Edited in: Verified! We just got an update - "The opening stretches out to about 17.5”. We just stuck a 17.3” Notebook in the bag and it took it like a champ!"

I'm just hanging out, really.

llandar


quality posts: 32 Private Messages llandar
Quasiskunk wrote:Welcome to backpack.woot.com ..because there are no other sports other than hiking and camping. Besides, is camping really a sport?



Don't forget golf!

october8134


quality posts: 2 Private Messages october8134
inkycatz wrote:One of our buyers just put a 14.5" notebook in and it fit fine, so you know. (Yes, we asked about measuring for a 17" as a followup just to be sure - but oppsie above says it does fit just fine!)

Edited in: Verified! We just got an update - "The opening stretches out to about 17.5”. We just stuck a 17.3” Notebook in the bag and it took it like a champ!"



Did you mean it fits in the main compartment, but not the bladder pocket?

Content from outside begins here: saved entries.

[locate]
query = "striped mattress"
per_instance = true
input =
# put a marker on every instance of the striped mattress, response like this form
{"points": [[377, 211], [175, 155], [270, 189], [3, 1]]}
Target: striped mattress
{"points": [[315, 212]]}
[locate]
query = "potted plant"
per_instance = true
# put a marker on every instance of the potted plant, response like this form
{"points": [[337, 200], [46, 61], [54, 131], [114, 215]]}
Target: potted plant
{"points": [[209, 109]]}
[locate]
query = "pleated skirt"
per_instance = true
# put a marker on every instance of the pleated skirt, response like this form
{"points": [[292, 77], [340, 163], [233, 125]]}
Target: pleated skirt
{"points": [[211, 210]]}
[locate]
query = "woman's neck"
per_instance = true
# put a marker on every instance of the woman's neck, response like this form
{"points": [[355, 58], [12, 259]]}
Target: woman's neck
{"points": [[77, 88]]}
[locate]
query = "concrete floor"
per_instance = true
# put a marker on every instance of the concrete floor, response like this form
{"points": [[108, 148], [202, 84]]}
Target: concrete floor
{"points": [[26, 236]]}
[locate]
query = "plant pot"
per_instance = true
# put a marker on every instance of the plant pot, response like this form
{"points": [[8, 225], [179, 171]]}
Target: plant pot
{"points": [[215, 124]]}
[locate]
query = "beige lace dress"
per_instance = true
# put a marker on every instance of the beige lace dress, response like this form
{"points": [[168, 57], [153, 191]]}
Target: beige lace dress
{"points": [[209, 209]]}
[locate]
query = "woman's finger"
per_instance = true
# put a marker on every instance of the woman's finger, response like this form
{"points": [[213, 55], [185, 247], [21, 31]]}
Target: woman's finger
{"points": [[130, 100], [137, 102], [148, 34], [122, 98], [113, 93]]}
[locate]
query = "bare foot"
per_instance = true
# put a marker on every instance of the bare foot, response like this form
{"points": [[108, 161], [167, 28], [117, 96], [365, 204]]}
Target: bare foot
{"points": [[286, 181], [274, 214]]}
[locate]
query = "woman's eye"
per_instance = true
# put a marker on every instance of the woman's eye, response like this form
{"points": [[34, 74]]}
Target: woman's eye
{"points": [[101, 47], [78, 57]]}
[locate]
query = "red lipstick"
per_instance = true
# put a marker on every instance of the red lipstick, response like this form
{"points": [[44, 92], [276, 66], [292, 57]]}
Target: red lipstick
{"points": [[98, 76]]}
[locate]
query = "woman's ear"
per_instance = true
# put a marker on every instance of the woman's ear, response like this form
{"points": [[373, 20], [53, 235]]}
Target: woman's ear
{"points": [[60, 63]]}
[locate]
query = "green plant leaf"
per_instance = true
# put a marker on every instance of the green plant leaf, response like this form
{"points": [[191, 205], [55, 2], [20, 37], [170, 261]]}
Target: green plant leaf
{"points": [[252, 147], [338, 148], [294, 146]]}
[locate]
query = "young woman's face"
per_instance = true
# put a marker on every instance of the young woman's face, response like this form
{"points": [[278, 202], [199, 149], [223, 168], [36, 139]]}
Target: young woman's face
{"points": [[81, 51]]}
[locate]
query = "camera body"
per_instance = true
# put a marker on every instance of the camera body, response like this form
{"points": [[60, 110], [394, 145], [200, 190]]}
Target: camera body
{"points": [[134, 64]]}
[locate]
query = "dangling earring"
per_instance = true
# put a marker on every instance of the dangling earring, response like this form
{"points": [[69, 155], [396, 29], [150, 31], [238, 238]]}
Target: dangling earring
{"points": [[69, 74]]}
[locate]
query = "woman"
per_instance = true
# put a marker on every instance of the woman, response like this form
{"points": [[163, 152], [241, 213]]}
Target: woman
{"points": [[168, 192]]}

Thanks for trying it. I should've clarified that by "fit", I meant whether it fits in the bladder pocket. A 2600 cu-in bag definitely can hold any laptop in the main compartment, but the laptop tends to flop around. My laptop is a 15.6" laptop, and wouldn't fit in the bladder pocket of the main compartment. This might matter to some people, even though it's a hiking backpack.

Sati


quality posts: 7 Private Messages Sati

I am really tempted to get this. I have a very small frame and this seems to be good for smaller folks. I like the blue. I am in need of a daypack.

One of my concerns is about the "Ventilating backpanel" & "Wicking back panel". Can anybody who's hiked with this pack tell me if a lot of heat builds up under the pack. I had another bag with a mesh panel that rested against the wearers back and then the main compartment could be adjusted to bow allowing airflow between the back and the pack. I loved that feature for cycling, because I built up a lot of heat biking just as I do when hiking.

Thanks for all of the input so far! :-)

lwang


quality posts: 19 Private Messages lwang
rootatlocalhost wrote:-- doesn't matter how much weight you have in it, it's about you landing on top of it.

Do they have panniers for skis, skates, or for when you slip & roll down the slope? --- Biking is not the only activity where you could do a flip and land on top of this thing at your weight times your speed squared.

Like I said, the beam is easily removable, mine's gathering dust somewhere in the wardrobe.


When you go skiing, do you worry about the sharp carbide ski pole tips jamming into parts of your body if you fall? Or your skip tips jamming into your brain if you take a tumbling fall with it? Or worry its razor sharp edges slicing your face off? A blunt piece aluminum held inside a padded compartment would be the least of my concern.

brujuliando


quality posts: 0 Private Messages brujuliando

Hi everybody. I bought this backpack 3 days ago and still in "waiting for shipping" status. Is this normal?

ThunderThighs


quality posts: 315 Private Messages ThunderThighs

Staff

brujuliando wrote:Hi everybody. I bought this backpack 3 days ago and still in "waiting for shipping" status. Is this normal?

Yes. It can take up to 5 business days for processing and shipping although it's often quicker.